Aber Zen ist nun einmal einfach nur dies: Zen (bzw. Zazen).
Oder, wie der große Meister Dogen es bezeichnet hat: shikantaza – "nichts anderes tun als sitzen". Nachzulesen in einer der Kernschriften des Zen, dem vierbändigen Shōbōgenzō. Manche sagen, es sei das einzige Werk, das man lesen müsse, um sich mit Zen zu befassen (wenn Lesen denn überhaupt ein sinnvoller Weg zum Zen darstellt). Und ja: Ich greife seit Jahren lieber zu diesem Klassiker als zu irgendeinem zeitgenössischen Buch über Zen. Mit Ausnahme vielleicht von Brad Warner, der so gut wie kaum ein anderer die paradoxen Weisheiten der aus Asien stammenden Praxis für die Gegenwart erschließen kann.
Die Betonung liegt auf dem Wort Praxis.
Und genau hier fängt mein Problem mit diesem posthum veröffentlichten Werk von Thich Nhat Hanh an, das so viel will. Denn Zen ist im Grunde eine sehr einfache Praxis, deren Geheimnis (und auch deren Faszination) sich der sprachlichen Erklärung entzieht. Versuche ich, über Zen zu sprechen oder zu schreiben, muss ich mich irgendwie mit diesem eigenwilligen Erkenntnischarakter, der sich im Zen versteckt, auseinandersetzen. Und so sind es eben die wenigen Worte oder die tief poetische, verrätselte Sprache Dogens, die als optimaler Wegweiser zu der nicht einfach so zu habenden (und schon gar nicht festzuhaltenden) Weisheit fungieren.
Zeitgenössische Autoren haben dem gegenüber das Problem, dass sie Ergebnisse liefern müssen, dass die Leser*innen Hilfestellung, Ratschläge, Lösungen erwarten: Wie werde ich glücklich? Wie lerne ich besser zeichnen? Wie beobachte ich Vögel? Oder eben: Wie rette ich die Welt?
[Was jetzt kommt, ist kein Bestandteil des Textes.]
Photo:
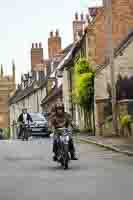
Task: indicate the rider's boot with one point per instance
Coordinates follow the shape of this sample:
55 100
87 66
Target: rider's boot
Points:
73 156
Indem Sie die Kunst des Glücklichseins und die Kunst des Leidens erlernen, sagt Thich Nhat Hanh. Indem Sie Achtsamkeit entwickeln und sich in der Praxis des "tiefen Schauens" üben. Indem Sie alle Ihre Vorstellungen wegwerfen: "Sie sind mehr, als sie denken." "Das Leben hat keine Grenzen." "Sie sind mehr als dieser Körper." "Sie sind nicht an die Zeit gebunden." Irgendwie ja alles ganz einleuchtend, ganz richtig, aber: so verdammt theoretisch. Und dann kommt Nhat Hanh auf seinen zentralen Begriff (neben dem inflationär gebrauchten der Achtsamkeit): wo Sein war, ist nun "Intersein", die "tiefgreifendste Lehre der Tiefenökologie". Sorry: Ein solches Sprachkonstrukt vernebelt, statt zu erleuchten.
Und das Geheimnis, diese geheimnisvolle (mystische) Wirkungskraft des Zen, bleibt so auf der Strecke.
"Der Aus-Weg ist der Weg nach innen" – und Thich Nhat Hanh liefert in diesem Buch einen "ethischen Kompass, der unsere Schritte leitet", bestehend aus fünf Achtsamkeitsübungen und sehr umfassenden Erklärungen, um den inneren Bodhisattva zu befreien.
"Um unseren Planeten zu retten, müssen wir unsere Glücksvorstellungen überprüfen,"
sagt er. Was ja stimmt. Doch an die Stelle unserer überkommenen Vorstellungen über die Welt, die Zeit, das Ich oder das Glück setzt er neue Vorstellungen, die unsere Meditationspraxis leiten sollen. Das aber hat mit Zen, dieser erfahrungsoffenen, praktischen Wissenschaft, nur wenig zu tun. Ich bin überzeugt, dass wir diese Welt retten können. Aber Sitzen ist nichts anderes als Sitzen.